When cars, billiard balls, or football players collide, their momentum doesn’t just disappear. It has to go somewhere. Some collisional energy dissipates as heat, and some causes the incoming objects to recoil. Take a basketball hitting the ground. Both the ball and the ground become a little warmer than they were before. The basketball also deforms, storing elastic potential energy, which changes into kinetic energy as the ball pushes off and launches back into the air.
When a ball hits the ground, its center of mass keeps moving down for as long as the ball’s elasticity allows. As a result, the ball is vertically squished for a moment before it bounces back up. Image credit: http://ej.iop.org/images/0143-0807/34/2/345/Full/ejp450030f2_online.jpg
The heavier a thing is, the more momentum it has in motion. Inertia depends on mass, too: the lighter an object is, the easier its motion is to change. When a bug hits a car windshield, the bug’s path changes dramatically, while the car is almost completely unaffected. The bug’s inertia and momentum are comparatively small, so the dynamics of the collision are dominated by the car’s movement. The same science applies when we drop a stack of bouncy balls of various sizes.

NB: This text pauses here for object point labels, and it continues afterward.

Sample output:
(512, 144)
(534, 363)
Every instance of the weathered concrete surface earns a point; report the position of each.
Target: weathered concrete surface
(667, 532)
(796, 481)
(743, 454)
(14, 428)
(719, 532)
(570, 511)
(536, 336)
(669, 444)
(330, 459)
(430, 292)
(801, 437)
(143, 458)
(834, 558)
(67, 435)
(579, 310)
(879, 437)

At first, all three balls move together towards the ground. When the basketball makes contact, it stretches and deforms, then reverses direction, putting it on a collision course with the next object in the stack. The basketball is much more massive than its neighbor, so its motion dominates when they crash into each other. Unlike a bug and a windshield, however, the balls don’t stick together. Instead, the basketball’s momentum is transferred to the smaller ball.
Momentum is directly related to both mass and velocity. If momentum is held constant, then when mass goes down, velocity goes up. The smaller, lighter ball is launched with impressive speed! Adding a third, even smaller component to the system compounds the effect.